O’Brien acknowledged that the failure of police to solve the majority of violent crimes limits what prosecutors can charge, but he believes the state’s attorney’s office could help detectives by being more aggressive and agreeing to take on more violent crime prosecutions.
Foxx does reject some of the cases brought to her office by police. Last year, WBEZ examined murder cases in particular but didn’t find any significant difference in how often Foxx’s office rejected cases compared to her predecessor, Anita Alvarez.
But O’Brien insisted on a common complaint: that Foxx has instructed the people below her to only take on slam dunk cases.
“The state’s attorney is looking for cases that, quite frankly, for the most part aren’t there,” O’Brien said. “One witness, who is a good witness, can convict a person on a murder. I don’t think she’s doing that. I don’t think she’s taking those cases.”
Foxx said “people should be appalled” to hear O’Brien talk about taking risks on violent crime prosecutions “by ignoring evidence and facts and the law.”
Foxx said her office has an ethical obligation to only bring cases when evidence supports the charges beyond a reasonable doubt. She said O’Brien’s approach is what led to Chicago being dubbed as “the false confession capital” of the U.S. by CBS News.
In 1988, O’Brien won the conviction of four teenagers for the murder of medical student Lori Roscetti. Thirteen years after the convictions, DNA evidence proved their innocence.
Foxx points to those wrongful convictions, and more than 20 others that took place when O’Brien was in charge of the criminal bureau, as proof that O’Brien’s approach ends with innocent people behind bars.
“He speaks without apology for his role in the corruption of our criminal justice system,” Foxx said.
O’Brien countered those examples with the current state of gun violence in Chicago, where shootings and murders are up 50% compared to 2019. He said Foxx’s approach has left the community feeling unsafe.

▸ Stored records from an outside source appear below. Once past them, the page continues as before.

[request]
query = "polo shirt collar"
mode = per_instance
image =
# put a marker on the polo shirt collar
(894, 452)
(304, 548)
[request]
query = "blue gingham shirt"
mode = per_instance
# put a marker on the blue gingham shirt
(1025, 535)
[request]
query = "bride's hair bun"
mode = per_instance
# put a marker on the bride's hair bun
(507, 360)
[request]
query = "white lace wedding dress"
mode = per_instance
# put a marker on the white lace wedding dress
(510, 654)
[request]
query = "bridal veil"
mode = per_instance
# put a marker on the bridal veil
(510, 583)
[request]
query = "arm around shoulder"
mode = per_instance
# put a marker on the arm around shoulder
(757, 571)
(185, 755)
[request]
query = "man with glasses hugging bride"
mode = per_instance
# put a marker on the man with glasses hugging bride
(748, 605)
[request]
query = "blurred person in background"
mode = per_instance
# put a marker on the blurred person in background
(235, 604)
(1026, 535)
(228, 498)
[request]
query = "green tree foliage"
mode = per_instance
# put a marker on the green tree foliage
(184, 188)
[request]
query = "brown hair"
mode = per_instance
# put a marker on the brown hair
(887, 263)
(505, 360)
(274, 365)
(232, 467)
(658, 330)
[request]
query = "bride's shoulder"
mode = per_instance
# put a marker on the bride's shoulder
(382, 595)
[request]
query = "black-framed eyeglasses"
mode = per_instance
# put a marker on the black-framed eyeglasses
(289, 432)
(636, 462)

“She believes that criminal justice reform is the sole goal of her office,” he said.
Foxx said there’s no evidence that her policies have caused the surge in violence.
“Mr. O’Brien comes from an era in the office where anything went. … You know, ‘Throw everyone in jail and that will make us feel safer,’ ” Foxx said. “The biggest difference between Mr. O’Brien and I is that I know that the policies of the past did not make us safer.”
There are big differences between the way O’Brien and Foxx see the role of the state’s attorney and the current state of the criminal justice system. But in their interviews with WBEZ, both candidates ended up using almost the exact same phrase to describe their policy positions.
“I believe that criminal justice reform and prosecuting violent criminals go hand-in-hand,” said O’Brien.
“I believe justice reform and public safety must go hand-in-hand,” was Foxx’s version.
Obviously, the differences between them are deeper than sound bites.
Foxx has refused to participate in any more debates with her challenger, something that might have allowed voters to see those differences on full display and make a more informed choice between them.
Foxx said it’s because, in previous forums, O’Brien has resorted to lies and name-calling.
O’Brien’s campaign said Foxx is ducking debates because she can’t defend her record.
Libertarian candidate Brian Dennehy is also running for Cook County State’s Attorney.